Ulla Schmidt is Associate Professor of Practical Theology at the University of Aarhus in Denmark. Her current research interests include research on the foundation of practical theology as a discipline, especially in terms of practice theory, empirical research in religious practices of contemporary Christian religion in the Nordic countries, and their theological meanings and implications, and research on church organization and its ecclesiological implications. Most recently, she has been particularly active in researching practices and rituals pertaining to death, such as funerary and memorializing practices.
Ulrich Schmiedel is Professor of Global Christianities at Lund University, Sweden. Specializing in public and political theology, he is interested in the role of religions in the public square, both their problems and their potentials for contemporary societies. He concentrates especially on the significance of the diversity of religions for migrant and post-migrant societies. Methodologically, his research is located at the intersection of theology with sociology, anthropology, and philosophy. Prior to his appointment at Lund, Ulrich was Lecturer and then Senior Lecturer in Theology, Politics and Ethics at Edinburgh University, where he also served as Co-Director of the Centre for Theology and Public Issues.
Joseph Tucker-Edmonds is Associate Professor of Religious Studies and Africana Studies at Indiana University’s School of Liberal Arts at IUPUI and the Associate Director of the Center for the Study of Religion and American Culture.
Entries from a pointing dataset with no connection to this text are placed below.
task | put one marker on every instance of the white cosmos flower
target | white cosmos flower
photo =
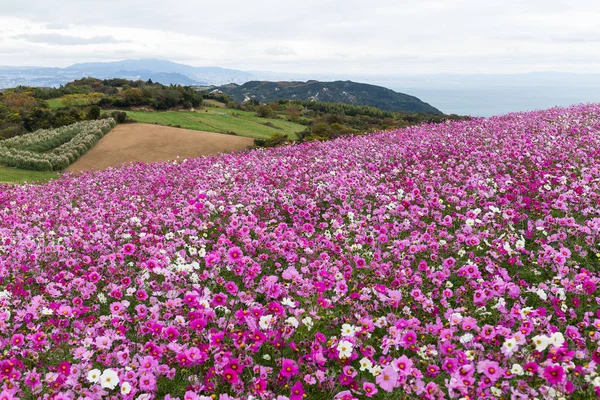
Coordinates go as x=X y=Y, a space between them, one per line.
x=344 y=347
x=365 y=364
x=557 y=339
x=348 y=330
x=109 y=379
x=94 y=375
x=516 y=369
x=292 y=321
x=541 y=342
x=265 y=321
x=308 y=322
x=466 y=338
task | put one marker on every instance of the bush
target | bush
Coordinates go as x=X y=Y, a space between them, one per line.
x=119 y=116
x=264 y=111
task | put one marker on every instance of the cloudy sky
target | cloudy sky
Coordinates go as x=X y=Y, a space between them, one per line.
x=309 y=36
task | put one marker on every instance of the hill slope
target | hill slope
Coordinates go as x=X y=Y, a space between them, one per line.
x=149 y=143
x=346 y=92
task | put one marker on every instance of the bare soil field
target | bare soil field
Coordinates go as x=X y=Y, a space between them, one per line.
x=148 y=143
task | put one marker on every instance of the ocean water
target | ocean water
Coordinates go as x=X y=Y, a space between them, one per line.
x=485 y=102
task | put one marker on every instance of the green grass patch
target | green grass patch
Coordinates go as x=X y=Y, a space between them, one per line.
x=220 y=120
x=15 y=175
x=213 y=103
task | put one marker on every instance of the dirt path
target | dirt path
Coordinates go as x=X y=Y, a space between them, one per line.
x=147 y=142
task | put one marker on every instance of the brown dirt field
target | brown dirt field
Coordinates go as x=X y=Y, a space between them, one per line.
x=148 y=143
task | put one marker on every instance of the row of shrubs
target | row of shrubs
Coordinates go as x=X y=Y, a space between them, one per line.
x=53 y=149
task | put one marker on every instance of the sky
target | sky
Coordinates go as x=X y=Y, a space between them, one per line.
x=309 y=36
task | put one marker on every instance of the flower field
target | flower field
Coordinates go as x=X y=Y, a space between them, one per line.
x=53 y=149
x=456 y=260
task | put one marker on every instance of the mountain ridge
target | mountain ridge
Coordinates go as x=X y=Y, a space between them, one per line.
x=347 y=92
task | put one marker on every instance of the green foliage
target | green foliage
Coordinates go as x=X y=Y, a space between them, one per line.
x=264 y=111
x=119 y=116
x=14 y=175
x=221 y=120
x=53 y=149
x=275 y=140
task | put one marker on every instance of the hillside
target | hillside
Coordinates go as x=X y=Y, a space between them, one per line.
x=441 y=261
x=165 y=72
x=149 y=143
x=346 y=92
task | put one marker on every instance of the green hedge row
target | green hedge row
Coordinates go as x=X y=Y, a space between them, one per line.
x=53 y=149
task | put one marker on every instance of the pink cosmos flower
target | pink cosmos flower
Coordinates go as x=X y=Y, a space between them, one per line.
x=234 y=254
x=297 y=391
x=554 y=374
x=387 y=379
x=289 y=368
x=370 y=389
x=230 y=375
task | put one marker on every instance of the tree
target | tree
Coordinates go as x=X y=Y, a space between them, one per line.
x=264 y=111
x=94 y=112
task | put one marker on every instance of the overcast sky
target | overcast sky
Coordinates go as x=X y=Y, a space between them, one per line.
x=309 y=36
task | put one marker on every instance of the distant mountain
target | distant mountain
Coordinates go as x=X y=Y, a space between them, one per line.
x=347 y=92
x=201 y=75
x=165 y=72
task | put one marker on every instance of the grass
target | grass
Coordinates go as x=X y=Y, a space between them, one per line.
x=213 y=103
x=15 y=175
x=220 y=120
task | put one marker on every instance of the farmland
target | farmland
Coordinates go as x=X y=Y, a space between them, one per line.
x=454 y=260
x=150 y=143
x=216 y=119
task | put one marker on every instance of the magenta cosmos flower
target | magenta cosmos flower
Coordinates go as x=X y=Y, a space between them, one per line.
x=554 y=374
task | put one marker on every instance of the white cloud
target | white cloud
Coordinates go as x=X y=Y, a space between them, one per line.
x=352 y=36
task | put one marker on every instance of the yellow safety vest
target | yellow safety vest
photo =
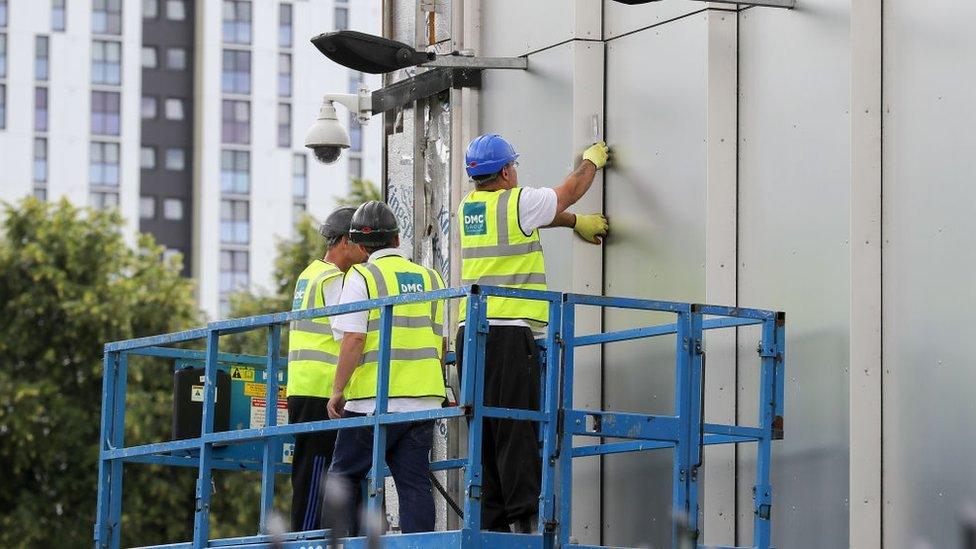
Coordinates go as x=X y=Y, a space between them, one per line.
x=417 y=336
x=312 y=352
x=495 y=252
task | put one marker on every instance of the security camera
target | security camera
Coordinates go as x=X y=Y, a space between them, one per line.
x=326 y=137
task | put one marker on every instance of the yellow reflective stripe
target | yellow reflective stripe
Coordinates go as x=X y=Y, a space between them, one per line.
x=402 y=322
x=501 y=250
x=309 y=326
x=424 y=353
x=508 y=280
x=313 y=354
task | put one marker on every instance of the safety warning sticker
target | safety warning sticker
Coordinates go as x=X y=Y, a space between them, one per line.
x=261 y=390
x=241 y=373
x=196 y=393
x=258 y=411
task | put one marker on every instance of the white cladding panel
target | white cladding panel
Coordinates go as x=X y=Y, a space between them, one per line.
x=655 y=199
x=928 y=264
x=794 y=217
x=538 y=111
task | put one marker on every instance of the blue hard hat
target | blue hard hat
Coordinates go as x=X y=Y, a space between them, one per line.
x=488 y=154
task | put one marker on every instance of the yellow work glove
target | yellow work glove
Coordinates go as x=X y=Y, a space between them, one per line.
x=598 y=154
x=591 y=227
He earned his Bachelor of Arts in Religious Studies and Economics from Brown University, his Master of Divinity from Union Theological Seminary in New York City, and his PhD in Religious Studies from Duke University. His research interests are black and womanist theologies, alternative Christianities in the black Atlantic, and the role of scripture in African and African American religious traditions. Tucker Edmonds’ recent book, The Other Black Church: Alternative Christian Movements and the Struggle for Black Freedom highlights the variety and vibrancy of the African American Christian sphere during the latter half of the twentieth century.
Björn Vikström is Professor of Theology at Åbo Akademi University in Finland. From 2009 to 2019 he served as bishop of the diocese of Borgå, Finland. His theological interests include nationalism and populism in theological perspective, the work of diaconal ministry. He is the author of “Minority theology: Theological Perspectives on a Complex Field” in Studia Theologica in 2023.